A new bombshell document has revealed 21 unexplained UFO sightings - sparking warnings for experts.
The US government confirmed the shock findings after congress received the document from the All-domain Anomaly Resolution Office (AARO), with the new paper detailing eyewitness accounts that had been investigated. Claims of Unidentified Anomalous Phenomena (UAP), also known as UFOs, ranged from a green fireball and a flashing. Other concerns which were flagged included multicoloured jellyfish and a 6ft rocket.
While some objects were later linked back to common things such as balloons, birds and satellites, some cases remain unresolved. Unresolved sightings include the so-called 'GOFAST' video of a U.S. Navy F/A-18 jet crew’s encounter with an UAP, and a fast-moving silver ball captured on camera by a U.S. drone in the Middle East.

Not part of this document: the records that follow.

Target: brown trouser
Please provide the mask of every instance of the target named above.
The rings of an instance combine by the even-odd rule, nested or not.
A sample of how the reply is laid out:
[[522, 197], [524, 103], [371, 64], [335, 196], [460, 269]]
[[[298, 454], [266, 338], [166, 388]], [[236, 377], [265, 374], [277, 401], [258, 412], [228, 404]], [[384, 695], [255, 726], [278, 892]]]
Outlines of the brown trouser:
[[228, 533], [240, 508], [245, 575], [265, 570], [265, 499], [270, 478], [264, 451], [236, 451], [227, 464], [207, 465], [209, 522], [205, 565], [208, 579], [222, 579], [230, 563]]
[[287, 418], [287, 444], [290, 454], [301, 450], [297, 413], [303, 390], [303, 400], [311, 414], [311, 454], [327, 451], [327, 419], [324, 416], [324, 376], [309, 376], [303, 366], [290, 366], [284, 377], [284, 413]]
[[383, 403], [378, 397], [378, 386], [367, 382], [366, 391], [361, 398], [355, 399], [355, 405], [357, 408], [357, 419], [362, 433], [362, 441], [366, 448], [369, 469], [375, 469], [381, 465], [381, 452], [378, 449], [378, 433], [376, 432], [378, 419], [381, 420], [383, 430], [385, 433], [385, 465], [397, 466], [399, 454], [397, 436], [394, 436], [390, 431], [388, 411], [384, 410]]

AARO said: "It is important to underscore that, to date, AARO has discovered no evidence of extraterrestrial beings, activity, or technology." They added: "None of these resolved cases substantiated advanced foreign adversarial capabilities or breakthrough aerospace technologies."
Regarding the unresolved cases, they added: "AARO is working closely with its IC (Intelligence Community) and S&T (Science and Technology) partners to understand and attribute the 21 cases received this reporting period that merit further analysis based on reported anomalous characteristics and/or behaviours. AARO will provide immediate notification to Congress should AARO identify any cases that indicate or involve a breakthrough in foreign adversarial aerospace capability."
The department said it received 757 UAP reports from May 1, 2023, to June 1, 2024. 485 of these reports featured UAP incidents during the reporting period. As of June 1, 2024, the total number of cases for review was over 1,600. On Thursday, the U.S. Department of Defense said: "The safety of our service personnel, our bases and installations, and the protection of U.S. operations security on land, in the skies, seas, and space are paramount. We take reports of incursions into our designated space, land, sea, or airspaces seriously and examine each one."
Mike Gold, formerly NASA’s Associate Administrator for Space Policy, warned the House of Representatives that "the truth is out there". He called for NASA to take action and says the agency could map the flights of potential UFOs to track down their origins, reports Forbes.
He said: “NASA has a vast archive of data, much of which could be relevant to unravelling the mystery of UAP. NASA could create an artificial intelligence or machine learning algorithm that would review all agency archives to search for anomalous phenomena in the air, space, and sea. The results of such a search could then be shared with … relevant defence and intelligence agencies, and the public at large.”